HOW TO ROAST VEGETABLES: Rustic Roasted Vegetable Recipe
The easiest way to use the harvest from your garden is to roast, roast, roast. It doesn’t have to be the same way each time. Experimenting with various herbs, spices, flavored olive oils, and balsamic vinegar are a great way to change-up the flavor profile of your roasted vegetables.
It’s a fantastic feeling to come in with loads of vegetables you just picked, wash them off, trim and cut them, roast them, and eat them all within about 45 minutes. Sometimes we may not grow or have every one of these vegetables, therefore we just roast what we do have.
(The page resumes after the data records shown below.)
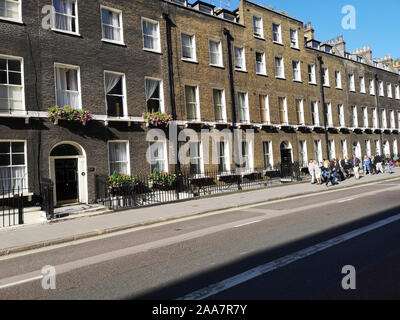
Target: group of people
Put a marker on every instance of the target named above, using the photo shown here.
(342, 169)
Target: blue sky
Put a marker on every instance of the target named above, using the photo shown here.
(377, 23)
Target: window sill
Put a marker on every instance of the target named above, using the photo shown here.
(69, 33)
(11, 20)
(121, 44)
(190, 61)
(152, 50)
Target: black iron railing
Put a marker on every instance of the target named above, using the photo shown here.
(188, 185)
(11, 207)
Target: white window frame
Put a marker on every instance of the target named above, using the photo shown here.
(362, 85)
(163, 160)
(338, 79)
(281, 68)
(245, 108)
(197, 102)
(124, 98)
(53, 27)
(121, 28)
(269, 154)
(19, 19)
(78, 74)
(162, 103)
(261, 34)
(223, 101)
(278, 32)
(127, 153)
(220, 58)
(294, 44)
(193, 48)
(312, 75)
(21, 60)
(296, 68)
(262, 64)
(26, 177)
(158, 40)
(243, 58)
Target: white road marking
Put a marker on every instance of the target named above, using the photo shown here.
(246, 224)
(346, 200)
(231, 282)
(13, 284)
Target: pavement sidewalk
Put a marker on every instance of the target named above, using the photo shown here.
(29, 237)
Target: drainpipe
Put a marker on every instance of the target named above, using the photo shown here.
(324, 107)
(378, 112)
(169, 24)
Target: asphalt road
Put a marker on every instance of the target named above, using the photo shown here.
(254, 252)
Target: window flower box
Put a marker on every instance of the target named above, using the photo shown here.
(54, 114)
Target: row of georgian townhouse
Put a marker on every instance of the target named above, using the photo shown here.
(252, 68)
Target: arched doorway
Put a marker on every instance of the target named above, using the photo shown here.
(68, 173)
(356, 149)
(286, 152)
(386, 148)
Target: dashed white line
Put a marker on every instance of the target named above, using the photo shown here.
(231, 282)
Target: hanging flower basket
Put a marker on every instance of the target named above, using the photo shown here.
(156, 119)
(54, 114)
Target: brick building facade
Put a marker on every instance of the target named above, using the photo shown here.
(253, 68)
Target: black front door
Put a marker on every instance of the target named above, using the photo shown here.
(66, 171)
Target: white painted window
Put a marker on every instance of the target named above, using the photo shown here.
(68, 86)
(158, 156)
(118, 157)
(111, 20)
(268, 156)
(315, 113)
(343, 147)
(151, 35)
(381, 90)
(296, 70)
(389, 90)
(374, 117)
(13, 166)
(372, 87)
(277, 33)
(318, 150)
(311, 74)
(341, 115)
(223, 156)
(325, 77)
(258, 27)
(12, 96)
(300, 111)
(115, 90)
(240, 59)
(338, 80)
(154, 95)
(303, 159)
(219, 105)
(243, 104)
(188, 42)
(66, 16)
(362, 85)
(352, 85)
(260, 63)
(264, 109)
(11, 10)
(196, 157)
(215, 53)
(364, 111)
(192, 103)
(294, 38)
(279, 68)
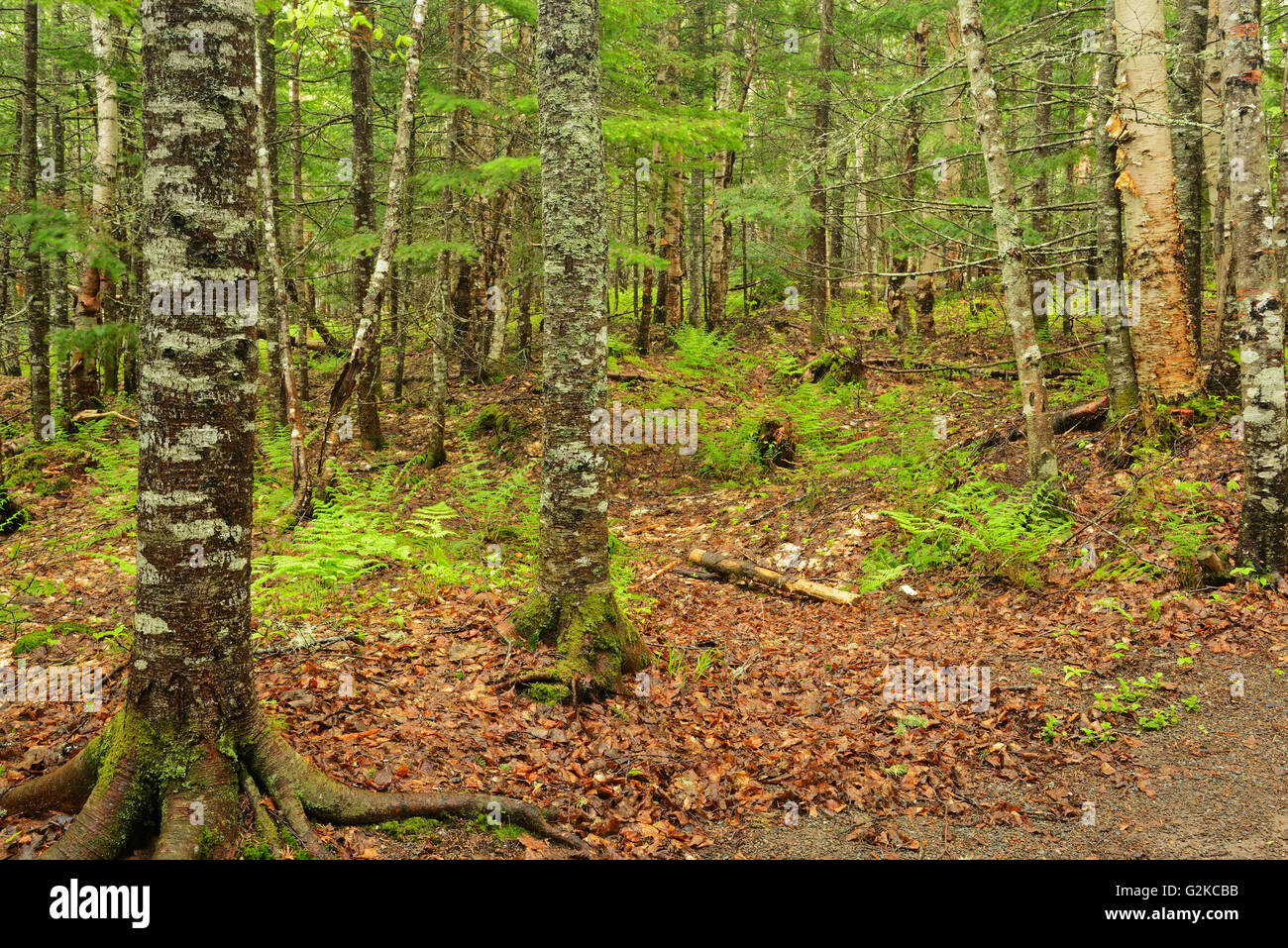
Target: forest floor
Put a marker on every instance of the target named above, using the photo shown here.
(761, 730)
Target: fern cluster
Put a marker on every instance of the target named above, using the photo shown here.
(997, 531)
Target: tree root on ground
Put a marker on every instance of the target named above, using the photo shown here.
(129, 780)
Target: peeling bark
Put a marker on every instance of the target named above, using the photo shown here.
(1263, 518)
(1163, 343)
(574, 603)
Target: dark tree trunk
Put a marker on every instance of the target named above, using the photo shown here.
(1263, 517)
(365, 211)
(574, 603)
(818, 261)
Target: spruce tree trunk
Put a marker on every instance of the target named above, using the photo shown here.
(1120, 365)
(1010, 245)
(59, 298)
(1188, 150)
(443, 311)
(1041, 185)
(268, 295)
(910, 156)
(303, 290)
(574, 603)
(281, 369)
(673, 206)
(721, 228)
(1163, 343)
(1263, 518)
(818, 189)
(644, 318)
(365, 211)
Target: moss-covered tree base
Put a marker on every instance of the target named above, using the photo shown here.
(596, 643)
(200, 798)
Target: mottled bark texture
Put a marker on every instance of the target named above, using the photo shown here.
(1042, 184)
(910, 156)
(1188, 150)
(34, 277)
(1263, 519)
(366, 338)
(721, 228)
(816, 254)
(1163, 344)
(192, 738)
(269, 294)
(1010, 247)
(673, 207)
(365, 211)
(574, 603)
(443, 312)
(1120, 365)
(281, 371)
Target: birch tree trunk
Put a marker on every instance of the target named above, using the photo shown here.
(1010, 245)
(574, 603)
(1120, 365)
(443, 311)
(1163, 344)
(818, 189)
(365, 342)
(1188, 149)
(34, 281)
(279, 361)
(192, 745)
(673, 206)
(303, 294)
(645, 316)
(365, 213)
(268, 300)
(1263, 518)
(910, 156)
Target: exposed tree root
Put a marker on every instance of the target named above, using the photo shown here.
(65, 788)
(132, 780)
(595, 640)
(278, 768)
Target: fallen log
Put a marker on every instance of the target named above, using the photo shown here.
(90, 415)
(1081, 417)
(732, 567)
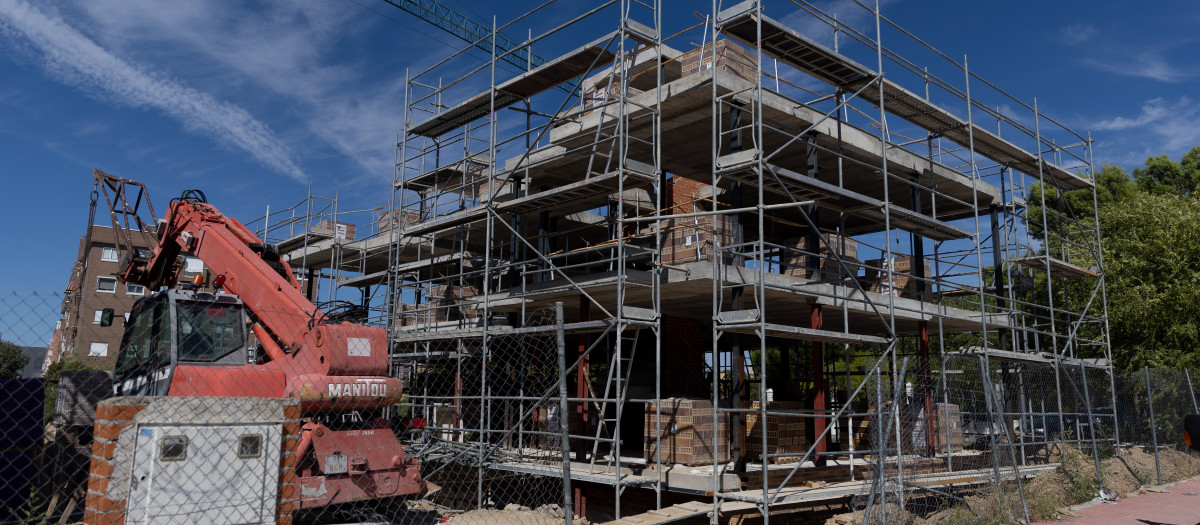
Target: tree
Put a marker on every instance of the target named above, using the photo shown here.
(1165, 176)
(1113, 185)
(1151, 243)
(12, 360)
(53, 373)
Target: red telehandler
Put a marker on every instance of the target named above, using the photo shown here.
(180, 341)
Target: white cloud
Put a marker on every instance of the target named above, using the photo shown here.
(1078, 34)
(1174, 125)
(285, 50)
(1144, 65)
(77, 60)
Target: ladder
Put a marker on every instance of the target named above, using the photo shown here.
(621, 386)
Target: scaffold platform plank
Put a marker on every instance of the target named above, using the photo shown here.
(802, 333)
(579, 472)
(785, 44)
(418, 335)
(447, 221)
(577, 195)
(1057, 267)
(544, 77)
(802, 187)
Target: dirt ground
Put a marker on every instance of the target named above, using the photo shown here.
(1073, 482)
(483, 517)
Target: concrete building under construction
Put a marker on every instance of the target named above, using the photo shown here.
(647, 278)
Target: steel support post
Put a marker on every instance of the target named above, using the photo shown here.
(1153, 428)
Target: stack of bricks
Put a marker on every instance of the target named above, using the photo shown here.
(947, 428)
(601, 96)
(690, 240)
(795, 261)
(393, 218)
(689, 433)
(113, 442)
(904, 281)
(443, 302)
(730, 56)
(785, 434)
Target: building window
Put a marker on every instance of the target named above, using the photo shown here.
(106, 284)
(250, 446)
(173, 448)
(99, 350)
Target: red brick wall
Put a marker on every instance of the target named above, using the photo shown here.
(684, 344)
(112, 418)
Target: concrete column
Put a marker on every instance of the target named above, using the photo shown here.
(819, 386)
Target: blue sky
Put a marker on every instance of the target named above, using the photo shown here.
(257, 102)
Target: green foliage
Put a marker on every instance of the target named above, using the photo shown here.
(1163, 176)
(52, 384)
(1150, 227)
(1113, 185)
(12, 360)
(1151, 248)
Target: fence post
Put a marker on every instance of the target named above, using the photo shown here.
(563, 427)
(1192, 391)
(1153, 430)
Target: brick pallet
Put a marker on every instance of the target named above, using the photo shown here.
(903, 285)
(785, 434)
(688, 433)
(795, 261)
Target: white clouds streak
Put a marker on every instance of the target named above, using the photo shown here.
(1078, 34)
(70, 56)
(286, 49)
(1176, 124)
(1144, 65)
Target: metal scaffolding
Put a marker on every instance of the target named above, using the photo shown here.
(688, 221)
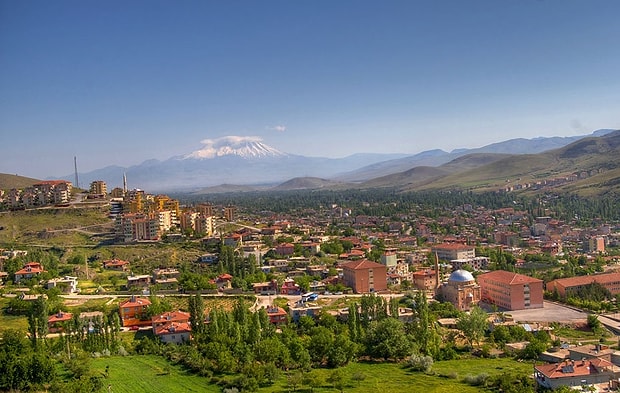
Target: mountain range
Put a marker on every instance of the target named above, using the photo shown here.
(238, 164)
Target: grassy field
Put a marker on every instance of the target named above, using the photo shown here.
(149, 374)
(154, 374)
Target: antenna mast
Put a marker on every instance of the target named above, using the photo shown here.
(77, 182)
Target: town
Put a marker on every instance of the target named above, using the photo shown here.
(289, 291)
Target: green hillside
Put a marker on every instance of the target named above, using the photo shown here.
(595, 160)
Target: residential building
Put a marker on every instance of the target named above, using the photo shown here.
(389, 259)
(475, 263)
(365, 276)
(568, 286)
(67, 284)
(285, 249)
(169, 317)
(277, 315)
(289, 287)
(266, 288)
(30, 270)
(576, 373)
(511, 291)
(98, 187)
(116, 264)
(142, 281)
(299, 310)
(461, 290)
(425, 280)
(174, 332)
(133, 311)
(451, 251)
(229, 213)
(56, 322)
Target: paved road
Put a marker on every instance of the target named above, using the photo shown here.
(551, 312)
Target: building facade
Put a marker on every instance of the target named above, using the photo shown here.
(566, 287)
(365, 276)
(450, 251)
(461, 290)
(511, 291)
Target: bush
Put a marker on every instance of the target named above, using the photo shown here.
(477, 380)
(420, 363)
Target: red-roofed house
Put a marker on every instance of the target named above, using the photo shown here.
(450, 251)
(566, 286)
(168, 317)
(55, 322)
(174, 332)
(133, 310)
(30, 270)
(116, 264)
(365, 276)
(425, 280)
(289, 287)
(576, 373)
(285, 249)
(511, 291)
(277, 315)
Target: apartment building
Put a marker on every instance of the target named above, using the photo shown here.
(511, 291)
(569, 286)
(98, 187)
(365, 276)
(451, 251)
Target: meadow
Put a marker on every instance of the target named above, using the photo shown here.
(154, 374)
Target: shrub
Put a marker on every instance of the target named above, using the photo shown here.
(420, 363)
(477, 380)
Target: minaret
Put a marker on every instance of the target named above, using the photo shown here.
(437, 275)
(77, 183)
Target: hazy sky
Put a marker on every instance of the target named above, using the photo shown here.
(119, 82)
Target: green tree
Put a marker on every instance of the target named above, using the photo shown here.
(473, 325)
(196, 315)
(37, 320)
(386, 339)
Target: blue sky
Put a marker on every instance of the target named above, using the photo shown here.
(119, 82)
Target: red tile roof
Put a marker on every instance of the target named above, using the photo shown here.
(575, 368)
(60, 317)
(172, 316)
(173, 328)
(361, 264)
(135, 302)
(508, 277)
(585, 280)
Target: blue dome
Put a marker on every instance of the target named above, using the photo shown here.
(461, 276)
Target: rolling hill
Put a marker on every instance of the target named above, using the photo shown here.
(589, 166)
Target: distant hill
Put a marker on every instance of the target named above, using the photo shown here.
(594, 160)
(306, 183)
(8, 182)
(438, 157)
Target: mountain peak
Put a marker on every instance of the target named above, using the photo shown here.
(241, 146)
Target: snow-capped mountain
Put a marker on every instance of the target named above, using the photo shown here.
(242, 146)
(249, 161)
(228, 160)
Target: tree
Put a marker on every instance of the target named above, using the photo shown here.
(386, 339)
(37, 320)
(336, 378)
(312, 379)
(196, 315)
(341, 352)
(424, 328)
(473, 325)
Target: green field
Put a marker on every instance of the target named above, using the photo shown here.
(154, 374)
(149, 374)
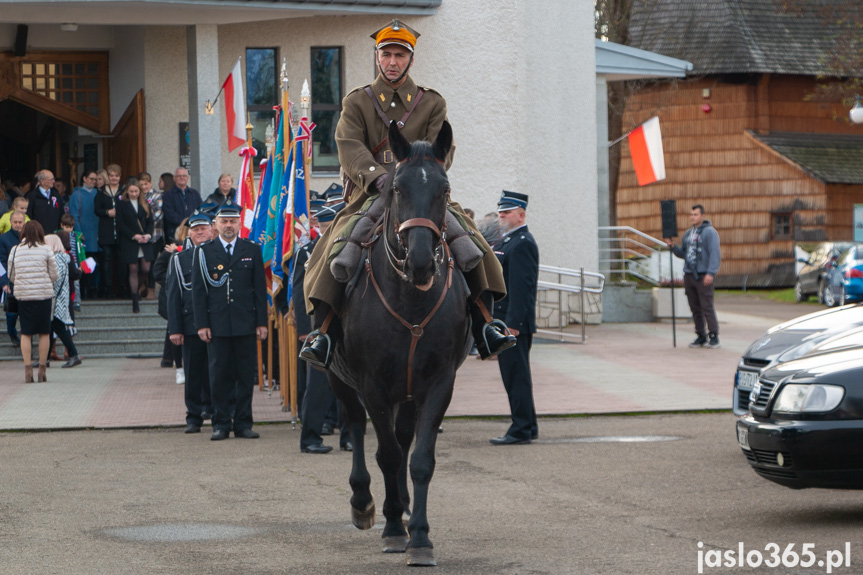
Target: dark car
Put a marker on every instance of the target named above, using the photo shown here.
(844, 281)
(788, 341)
(810, 278)
(806, 422)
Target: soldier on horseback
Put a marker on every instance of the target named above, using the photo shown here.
(368, 164)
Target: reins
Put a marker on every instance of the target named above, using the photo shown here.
(379, 230)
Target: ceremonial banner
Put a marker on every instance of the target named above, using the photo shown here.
(645, 147)
(235, 107)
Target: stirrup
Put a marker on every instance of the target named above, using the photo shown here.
(485, 351)
(307, 354)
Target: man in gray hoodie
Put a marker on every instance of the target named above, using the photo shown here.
(700, 252)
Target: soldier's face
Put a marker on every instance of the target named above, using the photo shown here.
(227, 227)
(511, 219)
(201, 233)
(393, 61)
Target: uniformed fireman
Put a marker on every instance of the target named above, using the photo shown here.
(229, 295)
(367, 164)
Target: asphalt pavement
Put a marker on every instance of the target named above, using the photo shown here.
(123, 490)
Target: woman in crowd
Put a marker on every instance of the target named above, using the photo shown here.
(105, 205)
(224, 192)
(33, 270)
(172, 355)
(154, 198)
(135, 224)
(62, 315)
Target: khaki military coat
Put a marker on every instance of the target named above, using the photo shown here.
(359, 131)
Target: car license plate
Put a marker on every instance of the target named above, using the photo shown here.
(746, 380)
(743, 436)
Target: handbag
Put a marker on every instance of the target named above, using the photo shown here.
(10, 304)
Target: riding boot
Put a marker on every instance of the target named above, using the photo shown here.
(316, 349)
(491, 336)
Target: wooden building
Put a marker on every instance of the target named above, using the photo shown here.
(746, 134)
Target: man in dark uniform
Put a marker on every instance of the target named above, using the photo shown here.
(519, 257)
(318, 395)
(46, 204)
(181, 323)
(368, 164)
(229, 296)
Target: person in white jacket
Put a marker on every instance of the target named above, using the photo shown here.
(33, 271)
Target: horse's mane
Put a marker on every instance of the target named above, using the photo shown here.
(420, 150)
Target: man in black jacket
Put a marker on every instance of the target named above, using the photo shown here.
(46, 205)
(519, 255)
(8, 241)
(229, 296)
(181, 323)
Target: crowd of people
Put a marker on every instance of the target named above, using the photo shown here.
(113, 228)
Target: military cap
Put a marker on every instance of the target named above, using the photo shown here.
(511, 200)
(328, 213)
(199, 218)
(396, 32)
(228, 210)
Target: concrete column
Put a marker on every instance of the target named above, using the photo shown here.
(204, 131)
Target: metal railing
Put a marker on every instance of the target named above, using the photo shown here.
(626, 252)
(587, 282)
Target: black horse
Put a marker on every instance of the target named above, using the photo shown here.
(405, 330)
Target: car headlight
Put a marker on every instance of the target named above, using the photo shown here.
(811, 398)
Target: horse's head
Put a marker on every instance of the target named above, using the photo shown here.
(418, 199)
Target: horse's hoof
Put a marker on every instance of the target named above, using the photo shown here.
(364, 519)
(396, 543)
(420, 557)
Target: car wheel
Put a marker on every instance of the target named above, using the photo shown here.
(827, 296)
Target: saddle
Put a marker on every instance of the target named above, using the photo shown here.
(344, 258)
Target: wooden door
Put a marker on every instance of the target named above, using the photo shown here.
(127, 146)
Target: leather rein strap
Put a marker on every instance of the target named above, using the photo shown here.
(416, 330)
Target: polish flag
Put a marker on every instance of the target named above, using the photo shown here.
(88, 265)
(645, 147)
(235, 107)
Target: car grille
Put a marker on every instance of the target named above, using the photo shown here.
(760, 402)
(743, 399)
(765, 457)
(752, 362)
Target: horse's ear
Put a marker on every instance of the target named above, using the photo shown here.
(443, 142)
(398, 144)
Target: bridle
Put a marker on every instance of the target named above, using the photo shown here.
(442, 254)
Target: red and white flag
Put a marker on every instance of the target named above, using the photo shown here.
(88, 265)
(645, 147)
(235, 107)
(246, 193)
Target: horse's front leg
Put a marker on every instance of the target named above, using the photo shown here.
(389, 457)
(430, 412)
(362, 502)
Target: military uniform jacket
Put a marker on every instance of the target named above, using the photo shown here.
(361, 130)
(229, 294)
(178, 288)
(519, 257)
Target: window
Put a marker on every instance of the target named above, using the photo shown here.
(262, 94)
(781, 226)
(327, 80)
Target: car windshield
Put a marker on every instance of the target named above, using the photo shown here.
(824, 320)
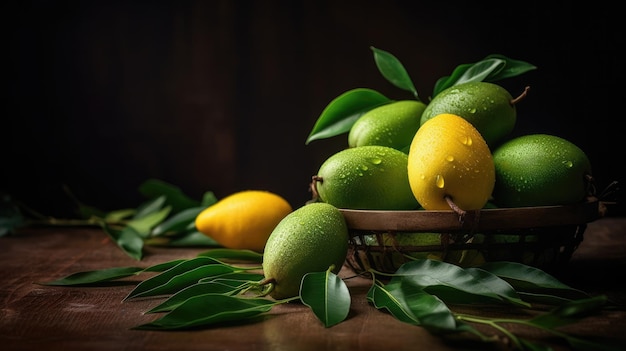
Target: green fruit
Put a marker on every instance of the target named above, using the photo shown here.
(309, 239)
(487, 106)
(390, 125)
(366, 177)
(540, 170)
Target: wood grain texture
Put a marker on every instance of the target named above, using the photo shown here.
(33, 316)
Most vegetables roast very well and the flavor is best to me when cooked with this method.
Roasting is one of the simplest, nutritious, and flavorful ways to cook. Not only does roasting enhance the flavors of food through caramelization, it also preserves nutrients. During roasting, hot air circulates around the food increasing the browning process which give the vegetables that deep, sometimes sweet flavor.
Roasting meats at low temperature is an option, but vegetables are best roasted at high temperature. I like to roast at 400 degrees or above to get the full flavor from the vegetables, but keep the crunch. If you are grilling, you can add this to your menu as long as the heat is high enough in the grill.
Oftentimes, I like to serve roasted vegetables as a side for my hamburger or if I want a more elegant meal, I may have it alongside my steak. In the summer, eating roasted vegetables for my main meal is a light option and a tasty one at that. I enjoy them with chipotle aioli to give a little heat with the sweetness of the vegetables. Whatever you do have fun in the kitchen!
This recipe can be found in my book, Happy Healthy Family Tracking the Outdoors In.
Rustic Roasted Vegetables
- 1 Vidalia onion
- 1 red onion
- 1 small eggplant
- 1 yellow bell pepper, cut in thin slices
- 1 red bell pepper, cut in thin slices
- 2 tablespoons fresh basil
- Salt and freshly ground black pepper
- Preheat oven to 400 degrees.
- Cut onions through core to keep them intact. Cut small eggplant in slices. Cut the rest of vegetables into thick strips. Place vegetables in groups on sheet pan. Do not crowd the pan or the vegetables will steam.
- Sprinkle basil, salt, and pepper over vegetables and roast for 15 minutes. Turn each piece and roast for 5 to 10 minutes more. Sprinkle with extra salt if needed and serve.